Gwladys F. Hughes Simon (May 26, 1907 – March 15, 1996) was an American educator and folklorist employed by the United States Department of State for much of her career. She worked in Japan after World War II, educating the children of American military and civilian personnel in the United States Occupational Forces. She collected folktales and riddles while teaching in Sri Lanka and Micronesia in the 1950s.
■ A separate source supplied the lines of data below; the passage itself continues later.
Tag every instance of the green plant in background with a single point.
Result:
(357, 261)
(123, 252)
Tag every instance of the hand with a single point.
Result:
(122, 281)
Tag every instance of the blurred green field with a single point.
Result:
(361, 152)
==Early life and education==
Hughes was from Danville, Pennsylvania, the daughter of John R. Hughes and Flora Emma Rockafeller Hughes. Her father was born in Wales. She graduated from Danville High School and Goucher College, and was a member of Kappa Kappa Gamma. She earned a master's degree in biology at Cornell University. She made further studies at the University of Arizona, between overseas assignments in 1958.
==Career==
Hughes was a hospital recreation worker with the American Red Cross in France during World War II. She taught in Hawaii from 1945 to 1947, then went to Tokyo to work as a teacher in the United States Occupation Forces there. In 1949 she was Women's Affairs Officer and chief of the Civil Education Section of the U. S. Civil Affairs Committee, based in Nagasaki.
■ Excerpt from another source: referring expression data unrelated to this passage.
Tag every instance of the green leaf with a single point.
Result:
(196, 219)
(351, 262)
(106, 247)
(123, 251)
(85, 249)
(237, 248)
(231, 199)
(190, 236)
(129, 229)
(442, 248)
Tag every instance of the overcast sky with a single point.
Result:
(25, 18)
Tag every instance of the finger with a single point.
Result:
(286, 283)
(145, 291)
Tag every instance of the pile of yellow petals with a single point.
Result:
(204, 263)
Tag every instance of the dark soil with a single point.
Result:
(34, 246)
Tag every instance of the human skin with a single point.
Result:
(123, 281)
Hughes lived in Kundasale, Sri Lanka from 1951 to 1953, working as superintendent of an agricultural school for girls, on a grant from the United States. In the mid-1950s, she spoke to Pennsylvania community groups about her experiences in Ceylon. From 1957 to 1958, she was based in the Yap district in Micronesia, training teachers. "I find that folklore projects help me to establish rapport with local people where I am working, and it helps to get conflicting interests and individuals working together," she explained in a 1958 interview.
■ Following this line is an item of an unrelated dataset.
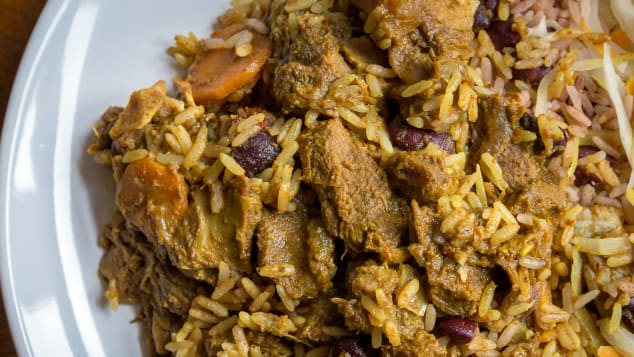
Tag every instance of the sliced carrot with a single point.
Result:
(217, 73)
(152, 197)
In the 1960s, she taught high school and adult education courses in Barstow, California.

==Publications==
Hughes published her research in academic journals including Journal of American Folklore, Western Folklore, and Asian Folklore Studies.
- "Folk Beliefs and Customs in an Hawaiian Community" (1949)
- Rhymes Sung by Japanese Children" (1951)
- "The Enkiri Enoki (Divorce Nettle Tree)" (1951)
- "Folk Beliefs from Hawaii" (1952)
- "Five Tamil Riddles" (1952)
- "Sinhalese Riddles" (1952)
- "Some Japanese Beliefs and Home Remedies" (1952)
- "A Handful of Japanese Proverbs" (1953)
- "Japanese Riddles" (1953)
- "Tongue-Twister Sentences" (1953)
- "Beliefs and Customs Reported by Students at Tokyo American School" (1953)
- "Riddles from Ceylon" (1955)
- "Proverbs from Ceylon about Animals" (1956, with S. A. Wijayatilake)
- "More Riddles from Ceylon" (1957)
- "Jankenpoi in Hawaii" (1959)
- "Riddles from Hawaii" (1959)
- "Beliefs Common in Ceylon" (1960)
- "The 'Lucky Impostor' in Ceylon" (1970)
- "A Collection of Yapese Riddles" (1977)

==Personal life==
Hughes married Elmore E. Simon in Hawaii in 1950. They divorced in 1953. She died in 1996, at the age of 88, in San Bernardino, California.